Saturday, January 6, 2007
January 5, 2007
The notion of community is very slippery. I wrote an essay on what is community when I was 16 as part of an entry form for this national conference I wanted to attend in New Brunswick. I wrote about how community is not limited to streets and avenues, neighbourhoods or even income. A community forms and grows to create and define itself everyday--it is based on people and their relationships, which is the most fundamental part of the human existence. I often wonder how much of an impact growing up in this community has had on me. I wonder how I would be different if I had worked, played sports or gone to school amongst different people.

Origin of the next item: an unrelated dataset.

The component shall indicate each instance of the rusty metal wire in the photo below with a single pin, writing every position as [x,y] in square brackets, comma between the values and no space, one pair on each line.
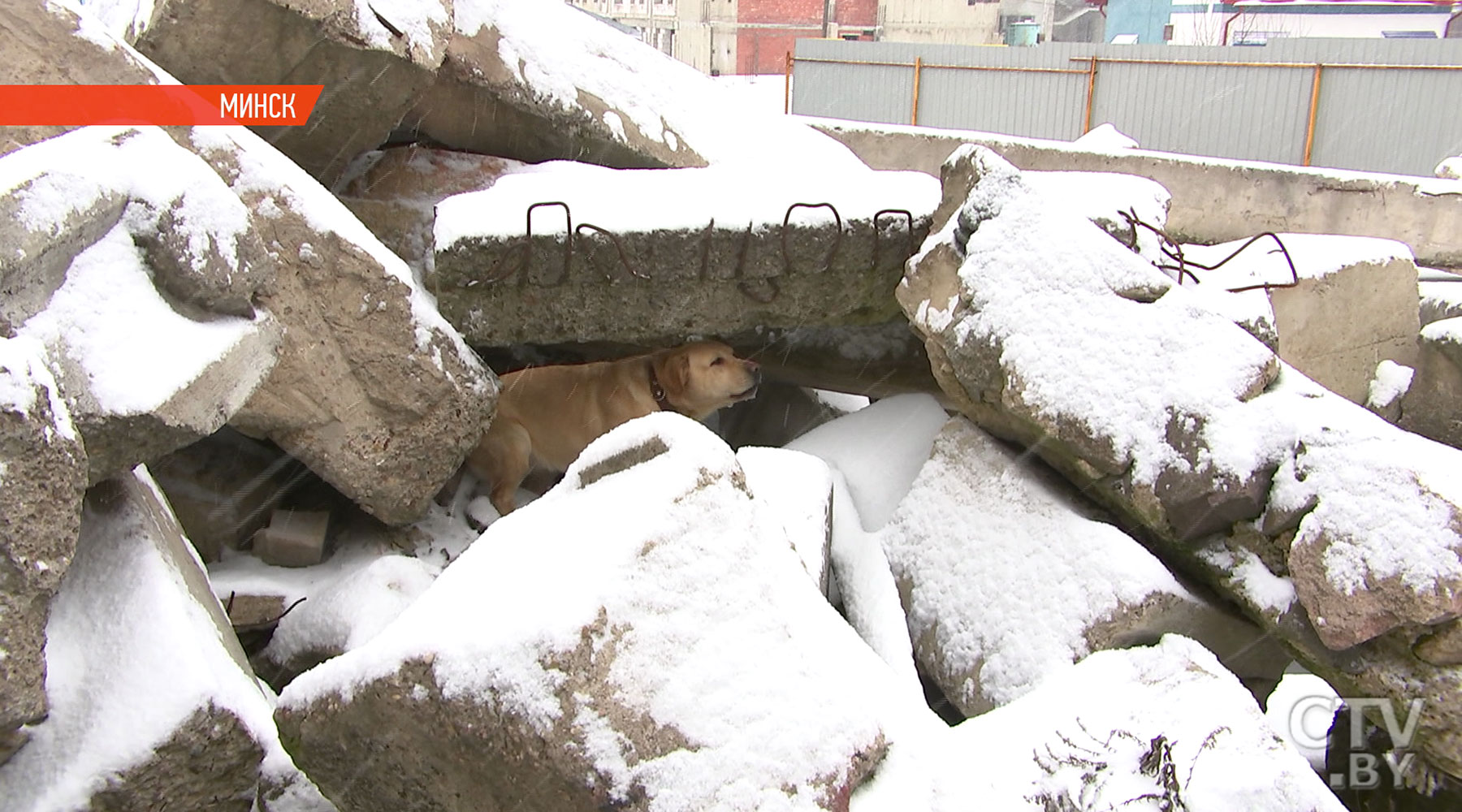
[877,243]
[517,259]
[1184,266]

Today I worked at both jobs, teaching skating at the local rink and serving food at a nearby restaurant. Both are no more than five minutes from my house by car and thus, neatly nestled within my community. I walked to the rink today and this picture was taken just before my neighbour, a cop whose children I babysat for many years, drove by and offered to drive me the rest of the way. I am so glad that where I grew up, this neighbourly gesture is commonplace, safe and welcomed. The paper today boasted warnings to women who use mass transit (me!?) that an extremely violent purse snatcher is on the loose on the eastside. Not that this miscreant would try to lure me into his vehicle, or that my community is by any means violence-free. However, today I was able to walk out the front doors of the restaurant I work at, at 11:40pm through the darkness and hail, to my car without concern. How sad is it when that becomes an accomplishment and a blessing?